Photograph of NR1 subunit of NMDA receptor distribution in CA1 region of hippocampus and Purkinje cell layer of cerebellum in ovariectomy with learning and ovariectomy without learning groups (× 640)

Discussion

Neurosteroids positively and negatively modulate glutamate receptors, which underlie fastest inhibition and excitation in the central nervous system.[15] In the present study, NR1 subunit of NMDA receptor distribution increased in response to learning. NMDA receptors are widely distributed in brain, but the highest concentrations of NMDA binding sites are found in area CA1 of hippocampus, with substantial concentrations also localized within the dentate gyrus. NMDA receptors in hippocampal CA1 area are very important in the regulation of synaptic plasticity and the processes of learning and memory, including short-and long-term memory.[10, 16]

In the present study, NR1 subunit of NMDA receptor decreased after OVX. Chronic ovarian hormone deficiency, which was provoked during development, reduced brain capability to propagate cortical spreading depression in adulthood.[17] There is an interaction between estrogen and the NMDA receptor following middle cerebral artery occlusion that may contribute to estrogen's neuroprotective properties in the cortex.[18]

The effect of 17b-estradiol in the hippocampus was confirmed; both estrogen receptor subtype α and β are found in the hippocampus although in low concentration.[19] The estrogenic effect of other brain regions containing estrogen receptors, such as the septum mediates by NMDA receptors.[20]

In the present study, NR1 subunit of NMDA receptor in ovariectomized rats with learning and without learning in hippocampal CA1 and Purkinje cell layer of cerebellum was the same. Ovarian hormone depletion without estradiol replacement reduced the sensitivity of the hippocampus to estradiol-induced increases in CA1 apical dendritic spine density. Although two acute injections of 17-B-estradiol (10µg each) increased CA1 apical spine density and spine heads in rats sacrificed after 10 weeks of ovarian hormone absence.[21]

Beltran-Campos et al. reported that after only one training session in water maze, the spine number in hippocampal CA1 increased by 38% relative to non-learning group; while OVX produced a clear spine pruning in the CA1 apical dendrite, with a 44% reduction from normal level.[22] Heikkinen et al. showed that OVX impaired and estrogen treatment improved acquisition of the radial arm maze task in mice. The improvement induced by the estrogen treatment was even more pronounced in the mice with the longer, 40-day treatment than in the mice with the shorter, 7-day treatment.[23]

Conclusion

According to our results:

Passive avoidance learning lead to increases in NR1 subunit of NMDA receptor distribution in hippocampal CA1 and Purkinje cell layer of cerebellum in female rat.

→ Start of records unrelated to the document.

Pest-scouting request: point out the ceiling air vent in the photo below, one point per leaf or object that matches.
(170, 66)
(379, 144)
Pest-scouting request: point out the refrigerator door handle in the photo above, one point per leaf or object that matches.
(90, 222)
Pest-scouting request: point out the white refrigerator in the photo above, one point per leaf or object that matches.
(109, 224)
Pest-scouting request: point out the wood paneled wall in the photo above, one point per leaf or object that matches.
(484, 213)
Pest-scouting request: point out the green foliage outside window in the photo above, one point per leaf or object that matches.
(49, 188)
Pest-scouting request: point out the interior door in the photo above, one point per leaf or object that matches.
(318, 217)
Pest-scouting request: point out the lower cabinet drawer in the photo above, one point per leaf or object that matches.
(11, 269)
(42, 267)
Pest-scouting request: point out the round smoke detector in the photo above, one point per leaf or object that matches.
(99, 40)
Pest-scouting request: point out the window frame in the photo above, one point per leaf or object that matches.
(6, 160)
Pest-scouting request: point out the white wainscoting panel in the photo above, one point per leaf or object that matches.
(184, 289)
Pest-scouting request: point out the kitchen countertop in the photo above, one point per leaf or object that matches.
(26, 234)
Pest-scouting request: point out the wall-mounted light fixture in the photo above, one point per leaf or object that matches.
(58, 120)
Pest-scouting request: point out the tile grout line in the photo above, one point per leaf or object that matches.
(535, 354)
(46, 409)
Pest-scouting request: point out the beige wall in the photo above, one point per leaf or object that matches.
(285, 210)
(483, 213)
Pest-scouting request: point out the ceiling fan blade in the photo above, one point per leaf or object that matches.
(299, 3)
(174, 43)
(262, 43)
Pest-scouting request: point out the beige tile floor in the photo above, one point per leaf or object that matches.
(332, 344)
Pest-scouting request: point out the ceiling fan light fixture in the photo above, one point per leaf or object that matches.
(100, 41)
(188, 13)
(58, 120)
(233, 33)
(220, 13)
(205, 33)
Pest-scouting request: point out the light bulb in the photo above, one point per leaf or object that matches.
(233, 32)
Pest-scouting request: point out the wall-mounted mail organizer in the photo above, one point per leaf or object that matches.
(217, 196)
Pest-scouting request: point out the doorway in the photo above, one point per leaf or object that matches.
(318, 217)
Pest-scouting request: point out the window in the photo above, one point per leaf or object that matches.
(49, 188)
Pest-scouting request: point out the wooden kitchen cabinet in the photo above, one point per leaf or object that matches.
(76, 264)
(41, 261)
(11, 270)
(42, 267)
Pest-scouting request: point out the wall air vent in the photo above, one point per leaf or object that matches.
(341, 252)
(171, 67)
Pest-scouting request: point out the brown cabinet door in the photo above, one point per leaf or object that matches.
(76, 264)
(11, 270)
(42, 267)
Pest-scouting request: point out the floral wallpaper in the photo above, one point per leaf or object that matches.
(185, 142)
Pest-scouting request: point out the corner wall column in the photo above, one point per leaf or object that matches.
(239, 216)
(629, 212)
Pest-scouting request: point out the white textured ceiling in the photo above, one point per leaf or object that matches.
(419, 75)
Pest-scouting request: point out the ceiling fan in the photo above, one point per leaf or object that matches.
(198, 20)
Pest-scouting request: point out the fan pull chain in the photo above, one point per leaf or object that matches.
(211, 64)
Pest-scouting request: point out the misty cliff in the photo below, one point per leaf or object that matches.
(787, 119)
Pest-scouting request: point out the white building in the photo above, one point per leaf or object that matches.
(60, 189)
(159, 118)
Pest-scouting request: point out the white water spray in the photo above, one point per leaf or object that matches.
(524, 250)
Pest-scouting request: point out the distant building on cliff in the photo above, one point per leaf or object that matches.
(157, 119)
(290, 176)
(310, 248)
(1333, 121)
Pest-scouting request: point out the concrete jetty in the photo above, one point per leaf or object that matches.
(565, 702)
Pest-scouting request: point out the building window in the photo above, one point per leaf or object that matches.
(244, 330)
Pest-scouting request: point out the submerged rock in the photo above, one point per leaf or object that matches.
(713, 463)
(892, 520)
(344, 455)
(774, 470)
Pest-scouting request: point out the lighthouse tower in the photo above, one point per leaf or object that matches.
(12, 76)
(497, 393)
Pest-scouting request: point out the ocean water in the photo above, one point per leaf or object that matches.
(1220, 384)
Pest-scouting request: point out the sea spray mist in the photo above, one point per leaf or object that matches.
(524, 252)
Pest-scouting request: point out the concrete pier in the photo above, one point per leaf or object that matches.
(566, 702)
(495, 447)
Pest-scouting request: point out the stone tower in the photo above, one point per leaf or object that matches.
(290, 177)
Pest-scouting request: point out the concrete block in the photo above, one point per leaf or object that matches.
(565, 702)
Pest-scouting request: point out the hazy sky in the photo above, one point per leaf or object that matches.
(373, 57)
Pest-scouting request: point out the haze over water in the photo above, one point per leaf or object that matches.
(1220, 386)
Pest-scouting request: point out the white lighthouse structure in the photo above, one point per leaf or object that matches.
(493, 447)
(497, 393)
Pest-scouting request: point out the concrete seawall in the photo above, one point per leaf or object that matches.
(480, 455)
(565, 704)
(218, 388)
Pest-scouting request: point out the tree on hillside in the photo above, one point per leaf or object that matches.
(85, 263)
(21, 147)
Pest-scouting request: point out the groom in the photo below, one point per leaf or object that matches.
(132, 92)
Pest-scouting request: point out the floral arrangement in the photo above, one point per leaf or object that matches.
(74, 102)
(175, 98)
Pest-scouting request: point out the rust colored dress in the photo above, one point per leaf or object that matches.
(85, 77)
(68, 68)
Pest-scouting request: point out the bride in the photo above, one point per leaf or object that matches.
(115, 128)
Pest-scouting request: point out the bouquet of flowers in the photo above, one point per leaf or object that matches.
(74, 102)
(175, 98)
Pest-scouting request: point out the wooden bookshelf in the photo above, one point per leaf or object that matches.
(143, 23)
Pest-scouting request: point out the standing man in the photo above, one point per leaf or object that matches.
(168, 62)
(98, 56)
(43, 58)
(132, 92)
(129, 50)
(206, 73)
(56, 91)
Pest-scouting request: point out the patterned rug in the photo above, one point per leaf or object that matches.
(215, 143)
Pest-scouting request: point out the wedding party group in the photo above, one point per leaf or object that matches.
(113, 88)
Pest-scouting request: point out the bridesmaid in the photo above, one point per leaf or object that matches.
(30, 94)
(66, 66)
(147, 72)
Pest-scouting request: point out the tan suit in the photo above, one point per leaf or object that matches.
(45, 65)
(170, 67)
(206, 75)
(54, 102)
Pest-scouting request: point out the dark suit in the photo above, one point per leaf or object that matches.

OVX lead to decrease in NR1 subunit of NMDA receptor distribution in hippocampal CA1 and Purkinje cell layer of cerebellum.

NR1 subunit of NMDA receptor distribution in ovariectomized rats with and without learning was the same. It means that the absence of ovarian hormone prevents the up-regulation of NR1 subunit of NMDA receptor following learning and memory in hippocampal CA1 and Purkinje cell layer of cerebellum.